Memory integrity & forensics#
Three independent capabilities that together turn memgar from a write-time detector into a full memory-poisoning forensics platform.
At a glance#
| Capability | Module | What it gives you |
|---|---|---|
| Merkle-tree integrity | memgar.merkle |
O(log N) inclusion proofs, tampering localization, selective disclosure |
| Cross-snapshot replay | memgar.replay_forensics |
Provenance, lineage, cohorts, session timelines across vault snapshots |
| Embedding-space anomaly | memgar.embedding_anomaly |
Outlier / density / cross-cluster-collision detection on RAG inserts |
1. Merkle-tree memory integrity#
A flat content-hash root tells you "something changed in the vault." A Merkle tree gives you three things flat hashes can't:
- O(log N) inclusion proofs. Prove "entry X was in snapshot Y at time T" with ~20 sibling hashes for a 1M-entry vault.

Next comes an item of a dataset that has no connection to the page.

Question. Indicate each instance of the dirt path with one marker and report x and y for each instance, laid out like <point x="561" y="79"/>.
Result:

- Tampering localization. A corrupted entry produces a different sibling-chain than a clean one, so a verifier can pinpoint the path of divergence instead of just flagging the whole snapshot.

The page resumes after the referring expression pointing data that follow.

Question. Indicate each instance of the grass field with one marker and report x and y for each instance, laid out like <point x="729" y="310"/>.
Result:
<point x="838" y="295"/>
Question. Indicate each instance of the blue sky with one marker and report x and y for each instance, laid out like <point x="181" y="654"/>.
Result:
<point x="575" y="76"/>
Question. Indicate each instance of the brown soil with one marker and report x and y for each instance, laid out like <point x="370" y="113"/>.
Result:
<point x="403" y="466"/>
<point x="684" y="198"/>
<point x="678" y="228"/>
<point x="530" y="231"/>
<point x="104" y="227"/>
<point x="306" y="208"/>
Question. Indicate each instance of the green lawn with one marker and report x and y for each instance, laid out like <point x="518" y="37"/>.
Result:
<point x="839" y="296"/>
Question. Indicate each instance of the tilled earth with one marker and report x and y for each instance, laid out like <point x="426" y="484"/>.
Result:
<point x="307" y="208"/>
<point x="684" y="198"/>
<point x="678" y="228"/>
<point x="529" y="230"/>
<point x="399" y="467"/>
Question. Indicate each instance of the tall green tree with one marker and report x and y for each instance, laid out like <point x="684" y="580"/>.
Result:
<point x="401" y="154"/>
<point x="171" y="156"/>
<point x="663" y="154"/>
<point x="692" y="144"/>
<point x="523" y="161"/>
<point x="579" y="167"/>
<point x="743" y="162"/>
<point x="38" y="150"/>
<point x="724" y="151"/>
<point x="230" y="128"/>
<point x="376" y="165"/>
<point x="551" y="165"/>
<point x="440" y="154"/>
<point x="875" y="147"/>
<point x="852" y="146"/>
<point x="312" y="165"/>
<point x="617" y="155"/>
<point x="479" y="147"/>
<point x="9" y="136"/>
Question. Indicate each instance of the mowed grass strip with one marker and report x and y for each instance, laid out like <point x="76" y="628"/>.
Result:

- Selective disclosure. Prove an entry's presence to a third party (auditor, regulator, customer) without exposing the rest of the vault.
Every MemoryVault.take_snapshot() now also computes a merkle_root,
persisted alongside root_hash. You can build proofs on demand:
from memgar.memory_vault import MemoryVault
from memgar.merkle import verify_proof
vault = MemoryVault(db_path="./vault.db")
# ... live work ...
snapshot = vault.take_snapshot(label="post-incident")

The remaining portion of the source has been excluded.